According to the data in hand, a tattoo is most likely not a risk factor for skin cancer. However, we may witness an increased number of tattoo-associated skin cancers in the next few years if the popularity of tattooing increases further. We may be wrong and in several years attend an explosion of cancers on tattoos. To prevent such a situation, we must continue investigating the effects of the pigments and their byproducts in the skin; establish standards for the usage of tattoo inks; continue reporting cases and series of skin cancers arising in tattoos; and, if possible, prospectively follow a large series of tattooed people to assess whether or not tattooing is a risk factor for skin cancer. Patients with a prior personal history of skin cancer, especially melanoma, should be discouraged from getting a tattoo because surveillance of pre-existing lesions will be made more difficult, especially if the tattoo is large with wide areas tattooed in dark colors Citation[30].
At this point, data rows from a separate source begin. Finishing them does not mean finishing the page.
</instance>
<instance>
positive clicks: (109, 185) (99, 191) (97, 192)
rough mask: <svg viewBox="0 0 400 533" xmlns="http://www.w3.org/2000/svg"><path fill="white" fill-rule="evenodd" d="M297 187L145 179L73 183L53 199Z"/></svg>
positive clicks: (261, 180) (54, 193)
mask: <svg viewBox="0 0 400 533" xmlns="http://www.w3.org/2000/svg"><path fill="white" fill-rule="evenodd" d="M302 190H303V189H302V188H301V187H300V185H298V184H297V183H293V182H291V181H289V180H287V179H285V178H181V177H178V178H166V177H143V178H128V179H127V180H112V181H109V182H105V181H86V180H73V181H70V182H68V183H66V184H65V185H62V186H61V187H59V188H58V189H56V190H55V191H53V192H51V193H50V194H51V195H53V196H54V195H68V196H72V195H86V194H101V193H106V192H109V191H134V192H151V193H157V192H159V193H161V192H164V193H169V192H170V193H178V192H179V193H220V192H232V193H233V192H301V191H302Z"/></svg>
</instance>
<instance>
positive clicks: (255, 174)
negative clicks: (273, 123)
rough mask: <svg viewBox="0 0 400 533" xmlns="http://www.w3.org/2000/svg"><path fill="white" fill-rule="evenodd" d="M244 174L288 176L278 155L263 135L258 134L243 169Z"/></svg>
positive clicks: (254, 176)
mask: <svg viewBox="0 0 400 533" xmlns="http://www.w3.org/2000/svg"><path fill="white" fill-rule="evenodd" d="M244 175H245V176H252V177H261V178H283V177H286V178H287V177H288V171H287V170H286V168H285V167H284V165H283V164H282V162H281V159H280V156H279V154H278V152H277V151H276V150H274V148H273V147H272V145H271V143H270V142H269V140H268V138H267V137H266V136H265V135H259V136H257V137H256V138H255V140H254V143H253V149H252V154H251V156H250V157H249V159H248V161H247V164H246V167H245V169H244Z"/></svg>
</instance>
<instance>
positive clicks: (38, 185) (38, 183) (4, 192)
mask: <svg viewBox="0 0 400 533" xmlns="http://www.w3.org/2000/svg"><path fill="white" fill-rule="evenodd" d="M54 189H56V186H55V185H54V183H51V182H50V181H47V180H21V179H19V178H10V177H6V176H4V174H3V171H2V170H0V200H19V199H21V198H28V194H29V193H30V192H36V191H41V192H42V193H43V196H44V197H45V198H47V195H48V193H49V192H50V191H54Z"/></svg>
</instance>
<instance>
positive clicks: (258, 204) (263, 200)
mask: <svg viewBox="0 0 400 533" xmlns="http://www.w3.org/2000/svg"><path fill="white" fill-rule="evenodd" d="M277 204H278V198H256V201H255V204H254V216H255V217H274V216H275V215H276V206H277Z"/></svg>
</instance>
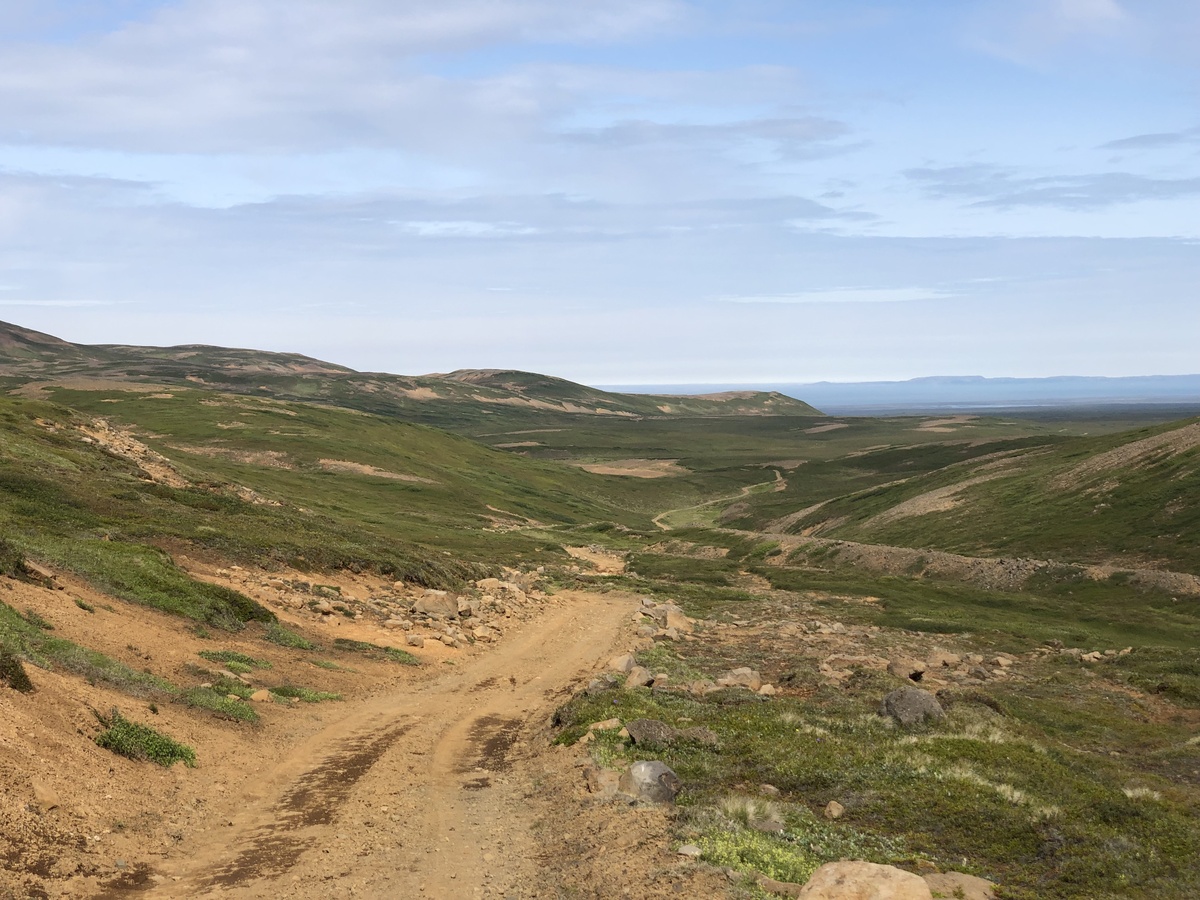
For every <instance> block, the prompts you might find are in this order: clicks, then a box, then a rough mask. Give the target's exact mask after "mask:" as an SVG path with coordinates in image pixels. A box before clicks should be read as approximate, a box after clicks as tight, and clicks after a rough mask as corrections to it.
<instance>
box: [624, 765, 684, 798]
mask: <svg viewBox="0 0 1200 900" xmlns="http://www.w3.org/2000/svg"><path fill="white" fill-rule="evenodd" d="M682 788H683V782H682V781H680V780H679V776H678V775H676V774H674V772H673V770H672V769H671V767H670V766H667V764H666V763H664V762H659V761H656V760H652V761H647V762H635V763H634V764H632V766H630V767H629V769H628V770H626V772H624V773H623V774H622V776H620V782H619V785H618V790H619V791H620V792H622V793H624V794H628V796H630V797H632V798H634V799H636V800H644V802H647V803H674V798H676V796H677V794H678V793H679V791H680V790H682Z"/></svg>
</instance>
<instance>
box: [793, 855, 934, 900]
mask: <svg viewBox="0 0 1200 900" xmlns="http://www.w3.org/2000/svg"><path fill="white" fill-rule="evenodd" d="M797 896H799V898H804V900H934V895H932V893H931V892H930V889H929V886H928V884H926V883H925V881H924V878H922V877H920V876H919V875H913V874H912V872H906V871H905V870H904V869H896V868H895V866H893V865H876V864H875V863H859V862H844V863H826V864H824V865H822V866H821V868H820V869H817V870H816V871H815V872H814V874H812V877H811V878H809V880H808V882H806V883H805V884H804V888H803V889H802V890H800V892H799V893H798V894H797Z"/></svg>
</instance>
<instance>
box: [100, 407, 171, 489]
mask: <svg viewBox="0 0 1200 900" xmlns="http://www.w3.org/2000/svg"><path fill="white" fill-rule="evenodd" d="M79 431H80V432H83V436H84V438H83V439H84V440H86V442H88V443H91V444H98V445H100V446H102V448H104V449H106V450H108V452H110V454H114V455H116V456H120V457H122V458H126V460H128V461H130V462H132V463H133V464H136V466H137V467H138V468H139V469H142V472H144V473H145V474H146V478H149V479H150V480H151V481H157V482H158V484H162V485H167V486H168V487H187V479H185V478H184V476H182V475H180V474H179V473H178V472H176V470H175V467H174V466H172V464H170V460H168V458H167V457H166V456H163V455H162V454H158V452H155V451H154V450H151V449H150V448H149V446H146V445H145V444H143V443H142V442H140V440H138V439H137V438H136V437H133V434H132V432H128V431H124V430H122V428H114V427H113V426H112V425H110V424H109V422H108V421H106V420H104V419H96V420H95V421H92V422H91V424H90V425H80V426H79Z"/></svg>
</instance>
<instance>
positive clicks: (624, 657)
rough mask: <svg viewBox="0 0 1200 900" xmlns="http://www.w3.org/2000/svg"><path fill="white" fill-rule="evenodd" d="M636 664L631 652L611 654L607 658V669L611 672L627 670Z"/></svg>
mask: <svg viewBox="0 0 1200 900" xmlns="http://www.w3.org/2000/svg"><path fill="white" fill-rule="evenodd" d="M636 665H637V660H635V659H634V654H632V653H626V654H624V655H622V656H613V658H612V659H611V660H608V670H610V671H612V672H629V671H630V670H631V668H632V667H634V666H636Z"/></svg>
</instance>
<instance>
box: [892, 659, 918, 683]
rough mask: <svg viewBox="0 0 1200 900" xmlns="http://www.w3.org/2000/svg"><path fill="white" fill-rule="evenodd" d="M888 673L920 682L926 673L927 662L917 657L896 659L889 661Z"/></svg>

Financial & competing interests disclosure

The author has no relevant affiliations or financial involvement with any organization or entity with a financial interest in or financial conflict with the subject matter or materials discussed in the manuscript. This includes employment, consultancies, honoraria, stock ownership or options, expert testimony, grants or patents received or pending, or royalties.

No writing assistance was utilized in the production of this manuscript.